Santander hired a law firm to investigate a group of bankers who visited a strip club after a day of company meetings and whether younger employees had felt pressure to attend.
The incident took place in February after the bank’s global debt capital markets team converged on the Spanish lender’s UK headquarters for departmental meetings, according to several people with direct knowledge of the events.
That evening, seven male members of the team — including three senior managers and four junior staff — went to the Nags Head Gentlemens Club in Aldgate, which describes itself as “one of London’s oldest lap dancing establishments”.
Concerns about the trip and that junior staff had felt pressure to attend were raised to the bank’s compliance department by an internal whistleblower, according to people with knowledge of the matter. The UK’s Financial Conduct Authority was also informed, according to the people.
“It’s symptomatic of an industry in transition from old standards to new,” said one person who works closely with the people who were investigated. “The company did not know how to handle it because these practices were common a decade ago but are now, rightly, frowned upon.”

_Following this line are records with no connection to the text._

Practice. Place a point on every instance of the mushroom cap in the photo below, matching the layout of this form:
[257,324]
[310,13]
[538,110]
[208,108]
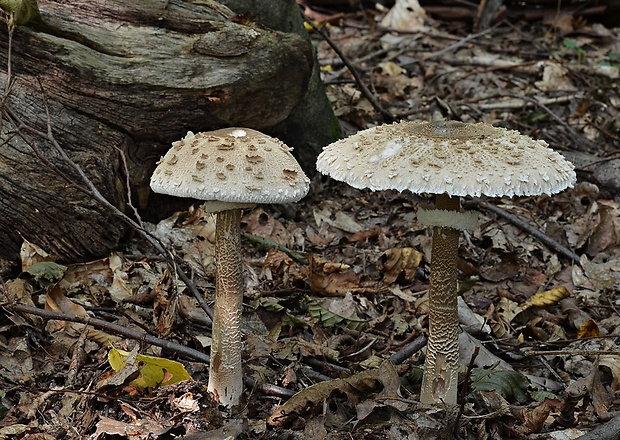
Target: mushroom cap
[233,165]
[455,158]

“It’s such an open secret,” said a Santander staff member. “Everyone [throughout the bank] knows about it, but nothing is being said officially.”
In response, Santander hired US law firm Gibson Dunn to conduct an internal investigation over the summer to establish the facts of the incident.
The law firm interviewed up to 15 people who had been involved in the night out — including the seven individuals who went to the club — and concluded there had not been explicit pressure exerted on junior staff members, according to a person with knowledge of the process.
Gibson Dunn did not respond to a request for comment.
Nobody involved in the incident has been fired, though one manager who orchestrated the night out has been disciplined.
In a statement, Santander said: “We take all concerns about employee conduct extremely seriously and follow a rigorous process to ensure the facts are established and appropriate action is taken as necessary.
“The details of such investigations and actions are treated confidentially and we cannot, therefore, comment further.”
The way the company dealt with the incident prompted fears among junior staff members over how their careers would be affected, said the person who works closely with the people investigated.
The FCA declined to comment on the whistleblower concerns and whether it was investigating the matter.
Earlier this year, four New York employees of Deutsche Bank were fired after attending a strip club and attempting to expense the evening, in violation of company rules.